The Divergence in AI Economic Growth Predictions
Economists attempting to model the impact of artificial intelligence on economic growth find themselves at a crossroads, with predictions ranging from a modest bump in productivity to a fundamental shift in the economy's growth trajectory. The surprising aspect is that this divergence doesn't stem from differences in the data they analyze. Instead, the core of the disagreement lies in the specific values assigned to just three or four key parameters within their models. These parameters, often related to the pace of task automation and new task creation, are where the real economic arguments about AI's future impact must be focused.
Two primary families of economic models are used to grapple with these questions. The first, closely associated with economists Daron Acemoglu and Pascual Restrepo, frames production as a continuum of tasks. Each task can be performed by either labor or capital. Automation, in this view, involves shifting tasks from labor to capital. This shift can initially boost productivity and displace workers. However, the model also accounts for the creation of new tasks, which can then expand the scope of human labor and potentially rebalance the economy. The aggregate economic effects—both growth and distributional outcomes—emerge explicitly from the dynamics of this task boundary movement.
The strength of this task-based framework is its transparency. It makes the aggregate economic outcomes a direct function of quantities that are, in principle, measurable. These include the proportion of tasks susceptible to automation, the cost savings realized from automating each task, and the rate at which entirely new tasks are generated. Acemoglu and his colleagues have used this framework to explore scenarios where AI might lead to significant technological unemployment if new task creation doesn't keep pace with automation. Their work highlights that the net effect on employment and wages depends critically on the balance between task displacement and task creation.
The second major modeling approach is rooted in endogenous growth theory, often associated with economists like Robert Gordon and, more recently, incorporating AI-specific dynamics. These models typically focus on innovation, research and development (R&D), and the diffusion of new technologies as primary drivers of long-term growth. In this paradigm, AI is seen as a general-purpose technology that can accelerate R&D processes, lead to entirely new scientific discoveries, and enable more efficient production across a wide range of sectors. The key parameters here often relate to the rate of technological progress, spillovers from R&D, and the elasticity of substitution between different factors of production, including AI-driven capital and human labor.
While task-based models emphasize the displacement and creation of specific jobs, endogenous growth models focus on the aggregate rate of innovation and its economy-wide impact. For instance, a model might posit that AI significantly lowers the cost of invention, leading to a sustained increase in the growth rate of total factor productivity. The debate then centers on whether AI is primarily a tool for automating existing tasks (Acemoglu/Restrepo) or a catalyst for a new wave of fundamental innovation (endogenous growth theorists). The differing parameter values in these models reflect distinct assumptions about which of these mechanisms will dominate.

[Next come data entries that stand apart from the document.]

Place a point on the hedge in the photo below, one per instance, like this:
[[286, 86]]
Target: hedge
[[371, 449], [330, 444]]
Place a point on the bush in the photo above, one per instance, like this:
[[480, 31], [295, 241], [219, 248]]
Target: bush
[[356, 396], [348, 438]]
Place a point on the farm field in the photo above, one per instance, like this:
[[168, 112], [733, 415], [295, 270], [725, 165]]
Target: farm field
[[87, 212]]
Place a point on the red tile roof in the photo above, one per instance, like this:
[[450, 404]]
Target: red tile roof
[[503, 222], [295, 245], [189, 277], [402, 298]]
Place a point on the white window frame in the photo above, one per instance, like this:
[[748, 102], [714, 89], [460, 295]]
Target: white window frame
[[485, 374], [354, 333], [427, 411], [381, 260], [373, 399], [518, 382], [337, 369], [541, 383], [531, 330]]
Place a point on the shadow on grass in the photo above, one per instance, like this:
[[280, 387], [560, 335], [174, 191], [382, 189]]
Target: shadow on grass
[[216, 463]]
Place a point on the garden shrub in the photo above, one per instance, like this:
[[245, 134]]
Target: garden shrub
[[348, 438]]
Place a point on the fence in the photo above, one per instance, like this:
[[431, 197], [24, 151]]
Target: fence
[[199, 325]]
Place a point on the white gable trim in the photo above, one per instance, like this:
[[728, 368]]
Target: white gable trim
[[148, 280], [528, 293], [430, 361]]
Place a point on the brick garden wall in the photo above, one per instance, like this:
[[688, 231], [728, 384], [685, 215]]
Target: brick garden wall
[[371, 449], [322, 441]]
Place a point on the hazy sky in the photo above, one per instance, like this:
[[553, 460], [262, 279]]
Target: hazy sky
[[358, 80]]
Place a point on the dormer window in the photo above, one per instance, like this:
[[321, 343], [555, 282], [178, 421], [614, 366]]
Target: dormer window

Consider the parameter representing the 'cost of new task creation.' If this cost is low, AI might rapidly generate new roles and industries, leading to sustained growth and potentially mitigating widespread unemployment. If the cost is high, automation could outpace new job creation, leading to stagnation or decline in labor's share of income. Similarly, the parameter for 'automation potential'—how many existing tasks AI can realistically automate—and 'productivity gains per automated task' are critical. A small increase in productivity across many tasks could sum to a large aggregate effect, while large gains in a few niche areas might have limited impact.
The implications of these divergent predictions are profound. If AI leads to a 'growth regime change,' as some models suggest, economies could experience sustained, higher rates of growth, leading to increased wealth and living standards. This scenario often assumes that AI will unlock new frontiers of innovation and productivity that dwarf previous technological revolutions. However, if AI primarily automates existing tasks without commensurate new task creation, the outcome could be increased inequality, wage stagnation for large segments of the workforce, and potentially social unrest. This 'stagnation' scenario often assumes AI's capabilities are more about optimization within existing frameworks than about radical new invention.
What remains unaddressed by many of these models is the role of policy and societal adaptation. The parameter values are often treated as exogenous or determined by technological potential alone. However, government investment in R&D, education and retraining programs, and social safety nets can significantly influence the pace of new task creation, the distribution of gains from automation, and the overall societal impact of AI. The models predict what *could* happen based on assumed technological and economic dynamics, but they often leave out the crucial human element of deliberate choice and intervention.
The argument, therefore, should not be about whether AI is 'good' or 'bad' for growth in the abstract, but about the specific values of these fundamental parameters and the mechanisms they represent. Are we facing an era where AI primarily displaces labor in established industries, or one where it acts as a powerful engine for entirely new forms of economic activity and innovation? The answer hinges on empirical evidence and rigorous economic modeling that carefully calibrates these critical parameters.

For practitioners in AI development, understanding these models means recognizing that the ultimate economic impact of their creations is not predetermined. It depends on how AI is deployed—whether it's used to augment human capabilities and create new roles, or primarily to substitute for labor in existing processes. The economic story of AI is still being written, and the choices made today in research, development, and policy will shape the parameter values of tomorrow's economic models.